More than that, at a practical level our work required quite a bit of trust among the project participants. Stitching together the governance layer required a wide variety of teams to work together, each in a different domain and with markedly different goals and incentives. To succeed, we had to work together to ensure that our systems were integrated properly. That required more than traditional API design and contract alignment. It required close collaboration to ensure that our code didn’t take down critical infrastructure or lead to any unforeseen, unpleasant surprises. We had to negotiate multiple tests, determine success criteria for each test, and recruit beta testers to participate at each stage. The teams involved built up a great deal of trust built on the strength of shared expectations. We regularly updated those expectations, asking for feedback and critique, and pivoted as needed to accommodate a wide range of obstacles.

It was great to release the first iteration of our governance layer last summer; it turns out that it was enormously successful, and helped dozens of teams self-heal their microservices during a severe outage. But the true success happened some months later, as we worked to tweak and improve the governance layer.

We discovered that the two REST APIs described above were a lot more interrelated than we had initially suspected. As our governance layer took on a broader set of requirements, we discovered that the APIs had to interact with each other more and more. Over time it became clear that they should both be owned by the same team. Otherwise, maintenance and improvements would become a real headache in the long run.

The trust we had built up during the project proved crucial to success at this stage. In a matter of weeks, the two teams involved made a joint decision to combine both APIs under the banner of a single team. We executed the transition quite smoothly - we held a series of trainings and code walk-throughs, freshened up the documentation, and set a calendar for an incremental change in ownership.

Working around Conway’s Law

What was really exciting about this experience was that it showed us we could defeat, or at least work with, Conway’s Law. If you’re not familiar with Conway’s Law, it’s named after computer programmer Melvin Coway and states that “Organizations, who design systems, are constrained to produce designs which are copies of the communication structures of these organizations.” If your recommendation system is developed by two teams, it’ll have two components - an API and a background data job, for example.

Conway’s Law is the dread of engineering managers everywhere. It dooms them to produce systems, which look a lot like their org charts.

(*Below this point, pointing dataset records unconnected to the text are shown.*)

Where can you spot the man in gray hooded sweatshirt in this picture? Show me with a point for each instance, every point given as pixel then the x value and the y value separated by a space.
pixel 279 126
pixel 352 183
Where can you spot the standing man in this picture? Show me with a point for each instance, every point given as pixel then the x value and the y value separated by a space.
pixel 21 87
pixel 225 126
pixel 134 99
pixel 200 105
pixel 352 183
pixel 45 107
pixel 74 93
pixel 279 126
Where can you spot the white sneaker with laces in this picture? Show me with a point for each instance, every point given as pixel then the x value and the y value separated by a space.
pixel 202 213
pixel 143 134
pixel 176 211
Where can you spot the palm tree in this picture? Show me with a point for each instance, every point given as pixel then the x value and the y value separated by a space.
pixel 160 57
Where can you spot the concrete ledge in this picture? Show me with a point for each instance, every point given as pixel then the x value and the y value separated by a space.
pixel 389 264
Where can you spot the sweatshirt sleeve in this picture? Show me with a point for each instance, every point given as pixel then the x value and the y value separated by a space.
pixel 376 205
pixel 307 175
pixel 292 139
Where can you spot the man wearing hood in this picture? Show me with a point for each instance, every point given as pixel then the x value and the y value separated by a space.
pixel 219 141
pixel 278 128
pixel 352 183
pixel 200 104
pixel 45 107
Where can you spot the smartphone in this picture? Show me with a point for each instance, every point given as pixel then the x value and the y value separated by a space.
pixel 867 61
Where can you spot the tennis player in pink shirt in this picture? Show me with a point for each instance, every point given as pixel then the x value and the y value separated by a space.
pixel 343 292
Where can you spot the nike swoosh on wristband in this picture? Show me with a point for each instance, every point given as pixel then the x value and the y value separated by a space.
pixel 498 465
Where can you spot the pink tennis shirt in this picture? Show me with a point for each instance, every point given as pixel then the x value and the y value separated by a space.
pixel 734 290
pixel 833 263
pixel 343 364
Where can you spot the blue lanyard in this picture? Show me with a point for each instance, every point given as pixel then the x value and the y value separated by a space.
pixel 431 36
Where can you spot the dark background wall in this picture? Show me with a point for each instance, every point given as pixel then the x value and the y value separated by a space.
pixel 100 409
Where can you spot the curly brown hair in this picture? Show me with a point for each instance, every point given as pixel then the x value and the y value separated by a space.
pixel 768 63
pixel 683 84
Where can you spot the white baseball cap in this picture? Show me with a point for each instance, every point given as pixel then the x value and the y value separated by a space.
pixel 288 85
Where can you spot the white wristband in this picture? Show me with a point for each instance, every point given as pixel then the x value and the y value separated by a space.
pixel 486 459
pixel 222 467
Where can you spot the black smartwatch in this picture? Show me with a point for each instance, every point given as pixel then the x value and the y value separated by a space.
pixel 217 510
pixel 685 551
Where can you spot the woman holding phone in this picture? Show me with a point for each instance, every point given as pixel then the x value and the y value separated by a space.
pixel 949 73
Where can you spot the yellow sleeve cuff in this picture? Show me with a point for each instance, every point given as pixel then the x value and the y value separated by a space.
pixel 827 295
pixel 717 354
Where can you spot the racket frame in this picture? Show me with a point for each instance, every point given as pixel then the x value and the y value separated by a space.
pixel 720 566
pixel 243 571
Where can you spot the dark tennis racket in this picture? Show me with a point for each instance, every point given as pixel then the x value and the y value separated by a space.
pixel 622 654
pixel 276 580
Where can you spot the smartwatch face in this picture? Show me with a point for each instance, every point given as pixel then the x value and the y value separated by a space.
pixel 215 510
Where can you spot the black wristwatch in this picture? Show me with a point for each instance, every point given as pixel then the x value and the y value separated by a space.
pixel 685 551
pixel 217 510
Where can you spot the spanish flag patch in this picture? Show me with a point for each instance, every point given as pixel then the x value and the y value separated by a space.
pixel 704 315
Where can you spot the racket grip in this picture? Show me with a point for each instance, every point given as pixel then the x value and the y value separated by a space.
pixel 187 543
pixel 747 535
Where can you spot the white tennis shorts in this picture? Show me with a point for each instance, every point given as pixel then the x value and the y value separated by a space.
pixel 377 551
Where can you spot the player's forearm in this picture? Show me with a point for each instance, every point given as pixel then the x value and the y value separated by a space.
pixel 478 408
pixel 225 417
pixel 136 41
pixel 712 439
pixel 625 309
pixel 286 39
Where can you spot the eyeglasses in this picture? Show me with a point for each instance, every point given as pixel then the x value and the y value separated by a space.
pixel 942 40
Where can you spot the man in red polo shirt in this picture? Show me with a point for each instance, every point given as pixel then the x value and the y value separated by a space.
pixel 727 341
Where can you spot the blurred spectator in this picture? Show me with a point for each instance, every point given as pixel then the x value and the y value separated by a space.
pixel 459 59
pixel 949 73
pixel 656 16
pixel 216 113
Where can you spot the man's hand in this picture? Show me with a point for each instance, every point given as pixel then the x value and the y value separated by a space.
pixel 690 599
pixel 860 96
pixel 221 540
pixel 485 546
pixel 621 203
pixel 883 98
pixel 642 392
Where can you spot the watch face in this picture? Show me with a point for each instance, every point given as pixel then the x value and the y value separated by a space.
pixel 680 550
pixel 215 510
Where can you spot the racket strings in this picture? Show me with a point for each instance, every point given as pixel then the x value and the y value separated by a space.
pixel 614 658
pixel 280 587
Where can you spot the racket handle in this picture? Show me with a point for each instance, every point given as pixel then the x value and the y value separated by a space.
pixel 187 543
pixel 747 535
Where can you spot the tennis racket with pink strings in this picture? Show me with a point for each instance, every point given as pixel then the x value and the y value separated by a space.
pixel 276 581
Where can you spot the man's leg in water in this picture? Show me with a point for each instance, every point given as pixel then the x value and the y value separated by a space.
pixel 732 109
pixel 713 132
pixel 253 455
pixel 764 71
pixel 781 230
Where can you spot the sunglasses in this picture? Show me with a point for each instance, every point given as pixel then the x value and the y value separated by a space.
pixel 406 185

As a result, systems could be inefficient, difficult to maintain, or buggy. Some managers turn to the Inverse Conway Maneuver: they figure out the kind of system they want and design their org charts to produce that system.

It’s a clever trick - except when you’re building tricky systems. If you’re setting out to solve a problem, which is something of an enigma, and which requires the cooperation of a wide variety of engineers across your organization, then you don’t really know what kind of system to build in the first place! Some amount of trial and error is necessary; you’re certain to wind up with a system, which is very different from the one you had initially designed.

With our governance layer, Conway’s Law could have been a real curse. We might have ended up with a governance layer that was simply the product of quirks in our org chart, rather than one which served the best interests of our microservice ecosystem.

Trust enabled us to work around this problem. We built the system that we thought made the most sense, and then we aligned it to our org chart. As a result, our teams were able to nimbly take on a host of new requirements, ranging from supporting more infrastructure platforms to advanced reporting requirements. Without a culture of collaboration, we would have been tied down by communications overhead, held back by Conway’s Law.

In the end, our microservices journey went from chaos to success. All it took was a little bit of technology and a healthy dose of trust.